Glad to here things are quieter now. If it's summer for you they'll probably sort themselves out before long. How to their combs look? Are they bright red and sort of moist looking or are they paler red and dry? You can also see if there is a two finger sized gap between the pubic bones under the vent (opening where eggs etc come out). Both of these things indicate laying. I bought 5 point of lay (POL) pullets from a rare breed market in September and 2 started laying after 2 to 3 weeks, 1 laid yesterday and the other two have laid about 3 and now nothing. That's the trouble when you buy anything of course - you never quite know the age etc. I have reared some of my own pure breed hens and they are 22 weeks old and haven't started laying, however pure breeds take longer to mature than hybrids.

I should think you'll be fine for light levels. I have hybrids who lay right through the winter (one of them (Twinkle) is five years old and still keeps popping out large white eggs. She is a hybrid of a white leghorn called a white star.

When I introduce new birds I quarantine them for two weeks, worm and dust them for mites etc, then section off a piece of the main run using electric fence posts and some fairly stiff light plastic garden netting (such as used for fruit cages). The birds can see each other and sometimes spar up, but nobody gets hurt. After a few weeks I open the netting a little and see what happens. Sometimes all is fine, but previously I've had two large fowl birds pin down and attack a little Pekin bantam. So, I separated them again and now all live together happily. This relies on having two houses, though you could separate them in the day and sneak the trouble makers in at night (not great to be catching chickens before work every day though).

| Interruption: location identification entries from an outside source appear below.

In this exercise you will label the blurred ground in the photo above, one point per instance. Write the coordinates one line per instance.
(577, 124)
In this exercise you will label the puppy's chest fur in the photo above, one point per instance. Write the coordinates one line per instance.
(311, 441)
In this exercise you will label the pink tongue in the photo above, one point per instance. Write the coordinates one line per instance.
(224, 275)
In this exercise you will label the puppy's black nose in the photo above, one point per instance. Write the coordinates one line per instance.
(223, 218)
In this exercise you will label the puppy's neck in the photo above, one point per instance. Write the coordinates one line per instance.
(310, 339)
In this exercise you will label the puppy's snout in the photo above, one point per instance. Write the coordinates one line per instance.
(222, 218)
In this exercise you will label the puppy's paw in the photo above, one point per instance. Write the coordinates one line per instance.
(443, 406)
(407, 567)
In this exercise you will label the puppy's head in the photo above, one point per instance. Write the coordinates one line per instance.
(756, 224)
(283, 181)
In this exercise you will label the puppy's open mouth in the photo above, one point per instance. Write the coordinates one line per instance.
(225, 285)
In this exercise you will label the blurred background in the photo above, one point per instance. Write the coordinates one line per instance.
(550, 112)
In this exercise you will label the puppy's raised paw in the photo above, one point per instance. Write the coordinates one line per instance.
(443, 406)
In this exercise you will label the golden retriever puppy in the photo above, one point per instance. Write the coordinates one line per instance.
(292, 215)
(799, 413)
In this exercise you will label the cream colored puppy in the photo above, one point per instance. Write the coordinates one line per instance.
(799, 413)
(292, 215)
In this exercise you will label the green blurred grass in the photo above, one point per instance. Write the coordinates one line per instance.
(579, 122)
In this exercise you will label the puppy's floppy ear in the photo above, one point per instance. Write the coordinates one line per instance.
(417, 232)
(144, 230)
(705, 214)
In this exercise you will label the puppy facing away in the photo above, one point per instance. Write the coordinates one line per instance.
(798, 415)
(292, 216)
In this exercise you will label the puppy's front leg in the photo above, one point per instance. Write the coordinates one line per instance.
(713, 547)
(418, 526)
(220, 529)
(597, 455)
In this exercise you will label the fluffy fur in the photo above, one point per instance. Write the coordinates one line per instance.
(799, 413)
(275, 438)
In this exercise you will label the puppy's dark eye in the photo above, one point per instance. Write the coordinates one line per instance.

Yeah I'm not so anxious about the egg production as I was at her just being what seemed to be excessively mean in my point of view but things are definitely quieting down. I've read a lot about it and eggs seem to come at all different times with each bird. All of their combs are nice and red, not pale at all. I don't know if I would describe them as moist but they aren't dry. I'm not so worried about getting eggs that I'm willing to catch them and stick my fingers in any personal orifices of theirs. That's not going to make eggs come any quicker so its unnecessary for me.

 

At this point it's just the little ones that are picked on too much, and not just by Spike, but everyone. They don't even want to go in the coop at night. I always find them huddled up somewhere in the yard when I come out to close the door at night :( I hope they're not getting hurt in there.... how long does it take for chickens to get a little bit bigger?

 

I'm just letting them work it out for themselves. If one were to be getting seriously hurt I'd make it stop but I'm not going to go separating and doing drastic and time consuming things just to delay the inevitable. They're going to bicker until they find their place I think. And also, being together gives them the opportunity to become closer. Relationships are quickly changing in the coop just over the past few days. It's my own personal little drama show. I love watching it. My husband gets the latest scoop from the coop each night haha.

 

Quote:
Originally Posted by Egghead_Jr View Post
 

Being Australian birds I can safely say Tetra Tint was way off. She's probably a splash color from a blue breed or mix. Splash color in blue varieties results from two color inhibitors. Blue variety has 3 colors, black - no inhibitors, blue - one inhibitor and splash- two inhibitors. Breeding a splash with black results in all blue birds. As for her breed, well that would be checked by comb type, leg color, egg color and body type. Blue Marans and Plymouth Rocks are a few breeds that come to mind in blue variety and have dual purpose body type like yours.

I think I've followed what you said but won't be able to work that all out myself, I haven't gotten into that kind of detailed knowledge of the different breeds and their particular characteristics. I can get some more detailed pics of their body colors and legs in the morning and post them up so you can make a more educated guess.